Medicare Cracks Down On Inpatient Billing For Hospital Patients

CMS is taking the next step to turn up the heat on hospices that it views as shirking their bundling responsibilities.

Under a new Change Request, in April Medicare will “deny an inpatient hospital claim when the principal diagnosis on the inpatient claim matches one of the hospice diagnosis codes,” CMS says in Nov. 7 CR 8273. “Services related to a hospice terminal diagnosis provided during a hospice period are included in the hospice payment and are not paid separately. An inpatient hospital claim will be denied when providers bill with a condition code 07 on an inpatient claim and the principal diagnosis on the inpatient claim is found to match one of the hospice diagnosis codes.”

Hospices can say thanks to Recovery Audit Contractors for the new edit.

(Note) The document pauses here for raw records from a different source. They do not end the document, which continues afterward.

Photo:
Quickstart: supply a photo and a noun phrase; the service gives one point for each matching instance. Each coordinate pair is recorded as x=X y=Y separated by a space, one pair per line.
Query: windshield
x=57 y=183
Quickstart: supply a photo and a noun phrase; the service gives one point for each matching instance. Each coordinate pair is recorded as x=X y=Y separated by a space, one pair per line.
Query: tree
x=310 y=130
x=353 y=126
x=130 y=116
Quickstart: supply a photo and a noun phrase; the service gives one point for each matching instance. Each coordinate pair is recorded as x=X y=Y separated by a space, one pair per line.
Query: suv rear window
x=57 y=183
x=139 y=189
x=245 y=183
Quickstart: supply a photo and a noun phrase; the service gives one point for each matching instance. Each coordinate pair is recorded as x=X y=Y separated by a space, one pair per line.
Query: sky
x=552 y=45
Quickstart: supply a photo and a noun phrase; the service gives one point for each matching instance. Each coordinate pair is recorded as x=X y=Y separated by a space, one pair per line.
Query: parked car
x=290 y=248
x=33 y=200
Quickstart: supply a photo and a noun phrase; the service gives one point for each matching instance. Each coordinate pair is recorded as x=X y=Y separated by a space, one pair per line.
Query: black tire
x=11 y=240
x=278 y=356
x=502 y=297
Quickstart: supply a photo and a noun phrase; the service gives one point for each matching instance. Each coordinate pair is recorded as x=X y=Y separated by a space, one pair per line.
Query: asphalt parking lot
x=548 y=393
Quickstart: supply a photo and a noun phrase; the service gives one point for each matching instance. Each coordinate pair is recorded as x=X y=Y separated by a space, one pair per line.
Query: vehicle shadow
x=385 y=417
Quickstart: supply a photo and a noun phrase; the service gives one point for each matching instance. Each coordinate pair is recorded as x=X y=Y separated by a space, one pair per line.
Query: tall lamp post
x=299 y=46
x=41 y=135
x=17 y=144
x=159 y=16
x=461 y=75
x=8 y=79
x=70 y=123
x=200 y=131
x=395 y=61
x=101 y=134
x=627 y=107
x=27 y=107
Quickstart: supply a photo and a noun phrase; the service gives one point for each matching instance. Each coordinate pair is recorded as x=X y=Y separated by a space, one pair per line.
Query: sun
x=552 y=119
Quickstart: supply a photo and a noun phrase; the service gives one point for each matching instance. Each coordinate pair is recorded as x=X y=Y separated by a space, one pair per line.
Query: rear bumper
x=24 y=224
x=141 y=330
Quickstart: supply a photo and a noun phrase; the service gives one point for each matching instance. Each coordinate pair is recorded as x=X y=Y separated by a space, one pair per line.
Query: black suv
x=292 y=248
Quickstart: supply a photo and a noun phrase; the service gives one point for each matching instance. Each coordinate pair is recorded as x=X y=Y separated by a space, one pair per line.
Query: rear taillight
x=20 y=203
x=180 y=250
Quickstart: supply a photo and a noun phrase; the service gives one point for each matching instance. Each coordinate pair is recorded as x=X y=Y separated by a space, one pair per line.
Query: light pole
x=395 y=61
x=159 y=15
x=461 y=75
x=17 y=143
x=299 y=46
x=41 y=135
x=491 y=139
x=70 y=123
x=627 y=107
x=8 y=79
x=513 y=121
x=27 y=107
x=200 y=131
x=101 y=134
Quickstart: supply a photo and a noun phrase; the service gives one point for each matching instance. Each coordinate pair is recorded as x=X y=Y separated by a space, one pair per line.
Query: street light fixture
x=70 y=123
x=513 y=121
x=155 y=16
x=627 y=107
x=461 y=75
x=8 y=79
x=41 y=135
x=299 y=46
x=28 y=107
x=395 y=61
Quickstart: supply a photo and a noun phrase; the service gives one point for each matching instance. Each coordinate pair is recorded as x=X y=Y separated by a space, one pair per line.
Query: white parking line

RAC data “identified inpatient hospital claims where the principal diagnosis listed was one of the patient’s listed hospice terminal diagnoses during the hospice period, yet providers were billing the principal diagnosis with a condition code 07,” CMS notes in the CR. “The payments associated with these claims are considered overpayments because [CMS] does not pay separately for an inpatient hospital stay when a hospice terminal diagnosis is listed as a principal diagnosis.”

CMS does acknowledge that services won’t always be related to terminal illness in these cases, however. “In the limited instances (e.g., as the result of an appeal or reopening) where payment is appropriate, the A/B MAC shall have the capability to override the edit,” the agency instructs its MACs in the CR.

Watch out: The CR’s implementation date is April 7, but “we believe the CR instructs MACs to retroactively review hospital claims with dates of service within 3 years of the implementation date,” warns the National Association for Home Care & Hospice. “Therefore, MACs are expected to recoup the overpayments from the billing hospital for any hospital claims that match the edit criteria.”

That will lead hospitals to come knocking on the hospice’s door for reimbursement from three years ago, observers say.

The CR is at www.cms.gov/Regulations-and-Guidance/Guidance/Transmittals/Downloads/R1312OTN.pdf.